Et les réseaux sociaux dans tout ça ? On y passe beaucoup de temps, on s’y raconte…
Sans nier leurs bienfaits, notamment en matière de partage d’informations, il est clair que les réseaux sociaux génèrent une perte du sentiment de soi. Quand on s’adresse à la cantonade sur Twitter, on perd une forme de subjectivité. Les rapports interpersonnels s’effacent. On n’est plus dans son propre temps mais celui des autres. Le temps vécu comme un capital restreint les véritables positions subjectives, celles vécues à la première personne. Quand Freud déclarait que les psychanalystes apportaient la peste, il parlait du sexuel dont l’importance dans la vie humaine faisait scandale à l’époque. Aujourd’hui, c’est la subjectivité qui est censurée. L’impatience est généralisée. Elle est le contraire de la hâte, car elle nous soumet à l’impératif de la réponse immédiate. Cette immédiateté peut être dangereuse. Quand Donald Trump tweete, il suscite des réactions et nous distrait de force. Son pouvoir du temps est de nous mettre en retard sur notre propre réflexion. Il y a quelque chose de fondamentalement aliénant dans le fait de se mettre en retard sur soi-même. C’est le pire usage du retard ! Rien d’étonnant à ce que les jeunes restent au lit avec un smartphone, c’est-à-dire en retrait de la vie sociale. Ils sont au lit mais ne dorment pas.

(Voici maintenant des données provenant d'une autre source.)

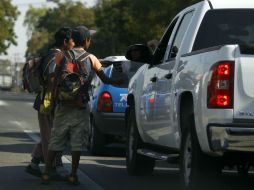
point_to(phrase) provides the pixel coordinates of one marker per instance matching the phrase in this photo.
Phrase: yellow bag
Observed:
(47, 103)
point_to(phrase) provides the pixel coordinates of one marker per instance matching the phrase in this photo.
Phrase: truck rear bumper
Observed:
(232, 137)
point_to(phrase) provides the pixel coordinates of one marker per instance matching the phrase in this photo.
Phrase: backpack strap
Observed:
(54, 52)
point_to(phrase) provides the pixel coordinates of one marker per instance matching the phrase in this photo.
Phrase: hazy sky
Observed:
(18, 52)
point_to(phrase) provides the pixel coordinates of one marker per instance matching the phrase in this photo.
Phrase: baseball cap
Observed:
(80, 33)
(63, 33)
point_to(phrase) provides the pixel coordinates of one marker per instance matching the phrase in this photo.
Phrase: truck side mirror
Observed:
(139, 53)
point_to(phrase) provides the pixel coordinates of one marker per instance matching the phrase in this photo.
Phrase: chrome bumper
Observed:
(227, 138)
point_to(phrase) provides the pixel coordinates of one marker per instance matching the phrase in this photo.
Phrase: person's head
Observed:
(82, 36)
(63, 38)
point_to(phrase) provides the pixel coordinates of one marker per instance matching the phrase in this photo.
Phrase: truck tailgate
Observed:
(244, 88)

Même notre temps libre est aliéné !
Une fois que la pression temporelle a conquis le domaine du travail, les autres dimensions de l’existence se sont alignées sur celui-ci. C’est le temps du travail qui définit le temps libre et lui donne son véritable sens. Dans l’Epreuve du chômage, la sociologue Dominique Schnapper raconte les différentes façons de vivre le chômage. Certains l’envisagent comme un break de quelques mois, car ils sont assurés de retrouver une activité. D’autres s’habillent le matin, font semblant d’aller au travail et d’avoir une vie sociale. Ils n’assument pas d’être au chômage. Leur subjectivité temporelle est aliénée. «Depuis le chômage, le temps libre n’est plus libre pour aucune utilisation rationnelle», écrit Schnapper. Ce qui démontre le poids que le temps du travail a pris sur nos vies. N’étant plus «employé», l’individu ne se sent plus exister. Soit le sujet est mis à la poubelle du social, soit il accepte les conditions harassantes de son employabilité. Il n’y a plus d’alternative. Comme s’il était impossible de retrouver son propre temps. Le retard nous rappelle notre obligation d’être à l’heure avec nous-mêmes. Dans ce cas, il peut être jubilatoire.